The architectural pattern
Three intellectual precedents shape the design — none of them new, all of them load-bearing in their original domain:
| Precedent | What we borrow |
|---|---|
| FICO (1956) | Cohort-conditioned baseline + bounded enumerated adjustments. Score is reproducible from the input — never a black-box opinion. |
| Berkus (2001) | Pre-revenue venture pricing under information scarcity: anchor on observable cohort priors, layer additive credits for evidence. |
| PECOTA (2003) | Cohort-shape-aware projection — comparable players' career arcs shape the band, not a Gaussian assumption that flattens the tails. |
Each pattern handles a problem Preflop has. FICO: the inputs are heterogeneous and the model has to be auditable. Berkus: most issuers list with very little personal data. PECOTA: a founder’s outcome distribution is power-law, not Gaussian — and pretending otherwise is wrong.
Why it matters —The forecast engine doesn’t invent any of these patterns. What’s new is composing them on a single output object — the TEBForecast — that drops directly into the Obligation Ledger’s pricing math without translation.
The data model
CohortBaseline schema
A cohort is a group of issuers whose TEB trajectories the engine treats as similar enough to share a baseline. v1.0 ships 6 cohorts (5 priority + 1 fallback); the design accommodates ~30 by v1.1.
interface CohortBaseline {
id: string; // e.g. "founder-pre-seed-bb-saas-us"
name: string;
parent: string | null;
populationEstimate: number; // approximate count of US individuals
baseline: {
anchorTebByPercentile: { p10, p25, p50, p75, p90 };
ageCurve: Array<{ ageRange, teb: { p10, p50, p90 } }>;
growthSegments: Array<{ window, g: { p10, p50, p90 } }>;
terminalGrowth: { p10, p50, p90 };
};
shape: "gaussian" | "log-normal" | "shifted-pareto";
shrinkageTau: number; // quarters of personal data to equal cohort weight
dataSources: string[]; // e.g. "BLS OES 2024 ortho surgeons"
selectionCorrection: { method, lambda, rationale };
version: string;
lastCalibrated: string;
}TEBForecast output schema
Every forecast produced by the engine ships with a complete provenance trail.
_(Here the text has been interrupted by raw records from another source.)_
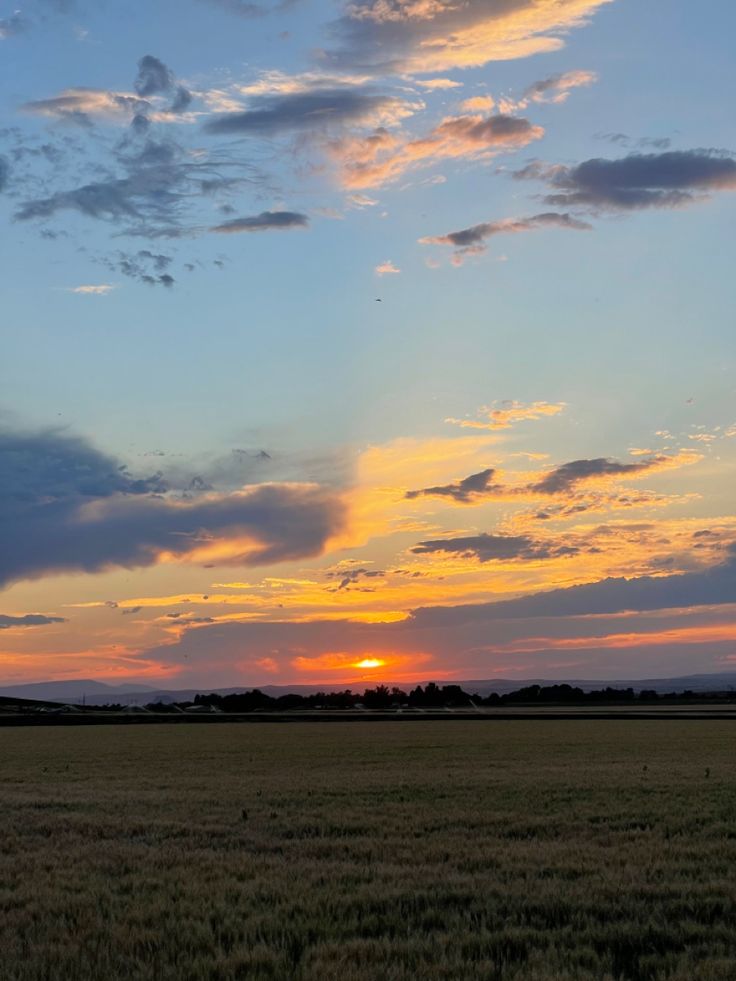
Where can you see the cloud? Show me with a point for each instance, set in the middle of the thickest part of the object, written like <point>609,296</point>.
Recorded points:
<point>153,77</point>
<point>716,585</point>
<point>100,289</point>
<point>503,415</point>
<point>563,480</point>
<point>464,491</point>
<point>472,240</point>
<point>265,221</point>
<point>421,36</point>
<point>387,268</point>
<point>556,88</point>
<point>312,110</point>
<point>67,507</point>
<point>438,84</point>
<point>381,157</point>
<point>79,104</point>
<point>161,183</point>
<point>29,620</point>
<point>488,548</point>
<point>144,266</point>
<point>652,180</point>
<point>10,26</point>
<point>566,478</point>
<point>244,8</point>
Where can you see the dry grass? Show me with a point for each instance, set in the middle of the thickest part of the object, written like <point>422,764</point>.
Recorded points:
<point>453,850</point>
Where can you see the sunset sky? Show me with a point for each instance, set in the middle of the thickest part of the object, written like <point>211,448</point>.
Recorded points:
<point>356,341</point>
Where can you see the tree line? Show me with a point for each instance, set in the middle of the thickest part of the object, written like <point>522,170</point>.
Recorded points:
<point>430,696</point>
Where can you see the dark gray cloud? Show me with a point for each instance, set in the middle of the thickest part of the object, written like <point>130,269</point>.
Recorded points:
<point>471,240</point>
<point>561,480</point>
<point>265,221</point>
<point>713,586</point>
<point>314,110</point>
<point>156,78</point>
<point>565,478</point>
<point>351,577</point>
<point>468,489</point>
<point>65,506</point>
<point>29,620</point>
<point>81,104</point>
<point>465,634</point>
<point>144,266</point>
<point>652,180</point>
<point>487,548</point>
<point>160,186</point>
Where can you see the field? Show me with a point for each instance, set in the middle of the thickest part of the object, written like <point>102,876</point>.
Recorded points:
<point>453,850</point>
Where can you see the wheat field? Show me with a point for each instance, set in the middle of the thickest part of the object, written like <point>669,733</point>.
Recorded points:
<point>437,850</point>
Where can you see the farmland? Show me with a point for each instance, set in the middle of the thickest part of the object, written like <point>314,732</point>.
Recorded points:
<point>438,850</point>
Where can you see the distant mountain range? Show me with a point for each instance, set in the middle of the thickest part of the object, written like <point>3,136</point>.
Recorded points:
<point>100,693</point>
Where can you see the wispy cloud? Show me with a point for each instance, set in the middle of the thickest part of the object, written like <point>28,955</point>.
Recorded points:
<point>382,157</point>
<point>422,36</point>
<point>471,241</point>
<point>265,221</point>
<point>100,289</point>
<point>387,268</point>
<point>503,415</point>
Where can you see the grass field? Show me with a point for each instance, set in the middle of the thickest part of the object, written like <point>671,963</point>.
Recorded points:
<point>455,850</point>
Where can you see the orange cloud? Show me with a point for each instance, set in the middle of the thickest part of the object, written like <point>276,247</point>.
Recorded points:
<point>418,36</point>
<point>371,161</point>
<point>370,666</point>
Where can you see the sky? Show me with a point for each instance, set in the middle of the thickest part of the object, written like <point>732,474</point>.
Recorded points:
<point>350,342</point>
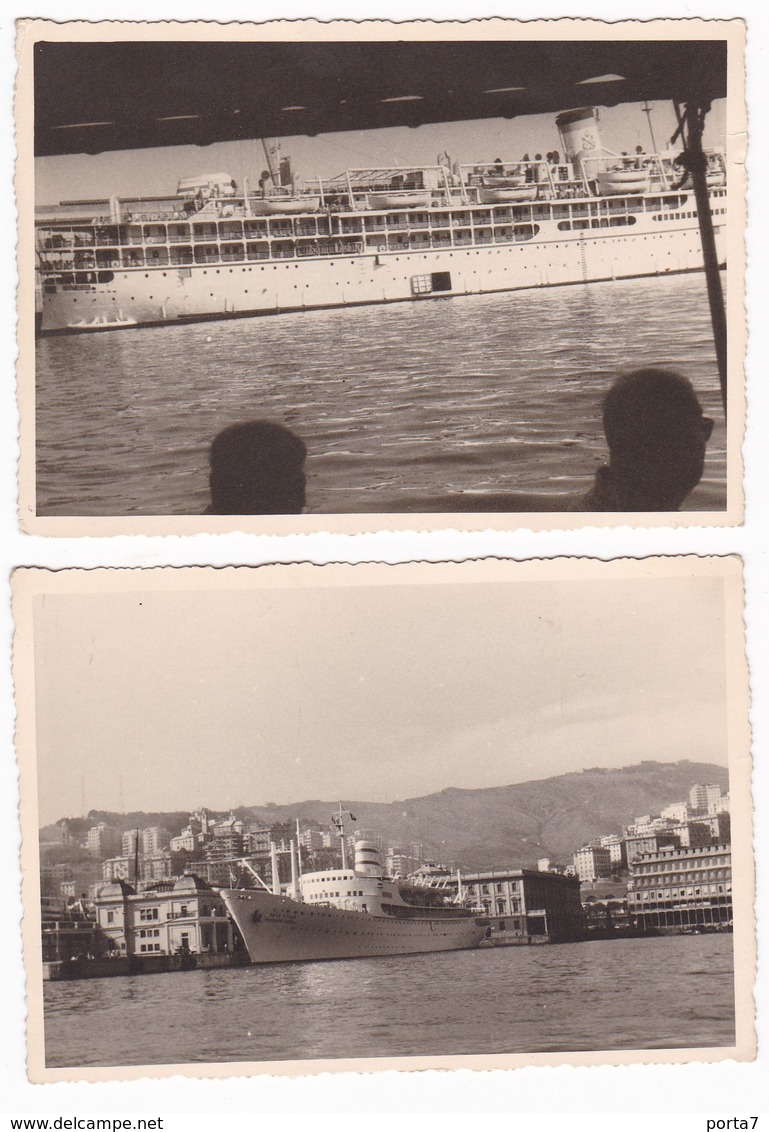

Auditors can reconstruct exactly which cohort fired, which adjustments were triggered with which magnitudes, what the shrinkage weight was, and which (if any) hard caps were hit.
interface TEBForecast {
issuerId: string;
anchorTime: number;
tebAtAnchor: { low, mid, high };
growthSchedule: Array<{ tFrom, tTo, g, g_low?, g_high? }>;
terminalGrowth: number; // mid-band, used by priceToken
terminalGrowthBands?: { low, mid, high };
horizonYears: number;
discountRate: number;
provenance: {
engineVersion: "v2.1.0";
cohortId: string;
cohortVersion: string;
shrinkage: { N_personal_quarters, tau, w_personal };
adjustments: Adjustment[]; // one entry per non-zero adjustment
bandShape: "gaussian" | "log-normal" | "shifted-pareto";
convictionModifier: number;
selectionCorrection: { method, lambda, rationale };
capsTriggered: string[]; // empty unless an adjustment hit a cap
computedAt: number; // unix ms
sourceCitations: string[];
};
}discountRate field — design v1Design v1 — In progress
The discountRate field is currently a platform constant written by every forecast. The forecast engine is being extended to produce cohort-conditional (with a survival-curve auxiliary) as part of engine v2.2.0. Design specification at /spec/discount-rate. Engine v2.1.0 (current) is unchanged.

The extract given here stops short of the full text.